Perdana Menteri India, Narendra Modi meminta masyarakat agar tetap tenang. Kekerasan terparah selama sedekade yang diakibatkan perpecahan golongan agama ini mendorong pemerintah memberlakukan jam malam militer.

Keputusan Modi datang setelah dikritik oleh partai-partai oposisi atas kegagalan pemerintah untuk mengendalikan kekerasan, meskipun aparat telah menggunakan gas air mata, pelet dan granat asap.
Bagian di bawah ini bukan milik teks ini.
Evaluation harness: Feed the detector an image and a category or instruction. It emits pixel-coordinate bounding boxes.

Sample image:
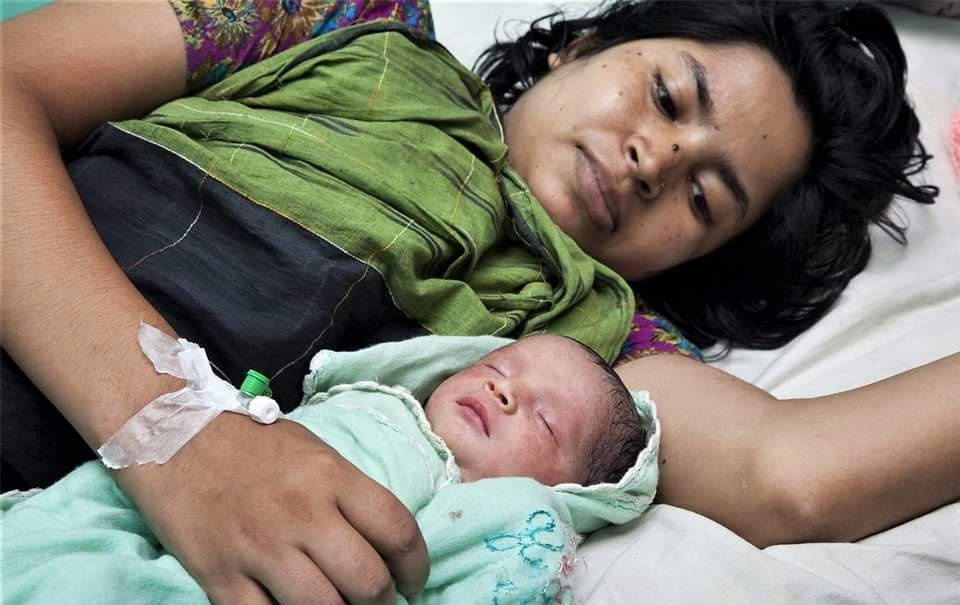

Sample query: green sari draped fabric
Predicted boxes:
[118,22,634,359]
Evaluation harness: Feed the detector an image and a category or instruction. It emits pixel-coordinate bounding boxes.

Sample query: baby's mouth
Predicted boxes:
[457,397,490,437]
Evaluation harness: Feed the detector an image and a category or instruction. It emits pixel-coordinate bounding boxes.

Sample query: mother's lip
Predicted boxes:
[457,397,490,437]
[577,147,619,232]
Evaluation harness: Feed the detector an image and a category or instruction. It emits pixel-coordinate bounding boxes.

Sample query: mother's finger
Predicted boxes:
[337,471,430,597]
[203,574,272,605]
[302,519,397,605]
[251,543,345,605]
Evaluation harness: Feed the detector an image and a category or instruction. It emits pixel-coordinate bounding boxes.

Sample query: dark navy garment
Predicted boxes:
[0,124,426,490]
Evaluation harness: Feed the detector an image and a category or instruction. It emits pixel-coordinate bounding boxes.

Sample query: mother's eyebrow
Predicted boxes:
[680,51,750,220]
[680,51,713,122]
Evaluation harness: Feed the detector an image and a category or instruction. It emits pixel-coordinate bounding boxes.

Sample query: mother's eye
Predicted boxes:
[653,71,677,122]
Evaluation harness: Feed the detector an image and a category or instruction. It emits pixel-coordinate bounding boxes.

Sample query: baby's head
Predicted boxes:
[426,335,646,485]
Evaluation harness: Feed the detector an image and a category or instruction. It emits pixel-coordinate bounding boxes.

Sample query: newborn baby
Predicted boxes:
[0,336,659,604]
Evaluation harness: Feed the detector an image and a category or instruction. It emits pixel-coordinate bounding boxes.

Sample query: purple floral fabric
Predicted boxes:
[170,0,703,363]
[617,308,703,364]
[170,0,434,91]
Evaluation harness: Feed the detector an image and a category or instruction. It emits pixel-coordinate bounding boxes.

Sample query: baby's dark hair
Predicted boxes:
[567,337,647,485]
[476,0,938,348]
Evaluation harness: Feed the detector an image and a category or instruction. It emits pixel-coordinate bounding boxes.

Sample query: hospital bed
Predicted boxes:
[432,0,960,605]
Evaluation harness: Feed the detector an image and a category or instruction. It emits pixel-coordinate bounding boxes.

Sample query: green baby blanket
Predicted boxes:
[0,336,660,605]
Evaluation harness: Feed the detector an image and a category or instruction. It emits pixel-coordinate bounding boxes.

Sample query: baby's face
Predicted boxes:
[426,336,609,485]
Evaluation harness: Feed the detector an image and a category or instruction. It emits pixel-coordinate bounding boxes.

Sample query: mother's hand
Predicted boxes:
[116,414,429,605]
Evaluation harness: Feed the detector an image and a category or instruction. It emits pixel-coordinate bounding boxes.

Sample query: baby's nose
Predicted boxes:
[485,380,517,414]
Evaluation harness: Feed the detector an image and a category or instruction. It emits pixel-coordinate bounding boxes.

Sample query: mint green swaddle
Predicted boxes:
[0,336,660,605]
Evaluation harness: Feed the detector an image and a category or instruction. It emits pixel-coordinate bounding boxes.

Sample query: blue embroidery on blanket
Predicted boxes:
[491,576,558,605]
[483,510,565,569]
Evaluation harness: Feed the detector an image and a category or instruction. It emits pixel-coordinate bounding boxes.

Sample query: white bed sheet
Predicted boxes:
[432,0,960,605]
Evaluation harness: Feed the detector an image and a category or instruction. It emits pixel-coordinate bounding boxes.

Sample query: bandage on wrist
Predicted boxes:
[97,322,280,469]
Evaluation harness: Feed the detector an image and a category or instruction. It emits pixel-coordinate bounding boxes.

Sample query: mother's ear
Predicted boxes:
[547,34,597,71]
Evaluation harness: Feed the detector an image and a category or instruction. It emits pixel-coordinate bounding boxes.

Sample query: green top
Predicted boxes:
[117,22,634,359]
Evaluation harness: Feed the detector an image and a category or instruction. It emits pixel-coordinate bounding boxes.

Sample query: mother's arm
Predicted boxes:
[0,0,428,605]
[617,354,960,546]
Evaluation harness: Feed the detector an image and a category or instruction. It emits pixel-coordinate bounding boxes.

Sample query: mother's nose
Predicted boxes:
[626,136,685,199]
[484,380,517,414]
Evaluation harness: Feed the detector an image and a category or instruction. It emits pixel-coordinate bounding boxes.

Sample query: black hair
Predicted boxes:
[475,0,939,348]
[565,336,647,485]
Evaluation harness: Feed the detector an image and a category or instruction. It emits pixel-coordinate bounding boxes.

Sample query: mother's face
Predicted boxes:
[504,38,811,280]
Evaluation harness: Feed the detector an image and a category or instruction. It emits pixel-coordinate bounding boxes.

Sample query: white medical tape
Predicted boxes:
[97,322,280,469]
Sementara itu, Sonia Gandhi, Presiden partai oposisi Kongres, menuntut pengunduran diri Menteri Dalam Negeri Amit Shah, yang secara langsung bertanggung jawab atas hukum dan ketertiban di Ibu Kota.

Kekerasan itu juga membuat Rumah Sakit Guru Teg Bahadur (GTB) dipenuhi oleh banyak korban yang terluka. Direktur GTB, Sunil Kumar, mengatakan kepada kantor berita AFP pada Rabu (26/2) bahwa hampir 60 orang mengalami luka tembak.

Elizabeth Puranam dari Al Jazeera, melaporkan dari New Delhi, mengatakan "Orang-orang bertanya mengapa (kekerasan berlangsung) selama empat hari. Delhi memiliki pasukan polisi 84 ribu, saya percaya, namun kekerasan ini dibiarkan berlanjut."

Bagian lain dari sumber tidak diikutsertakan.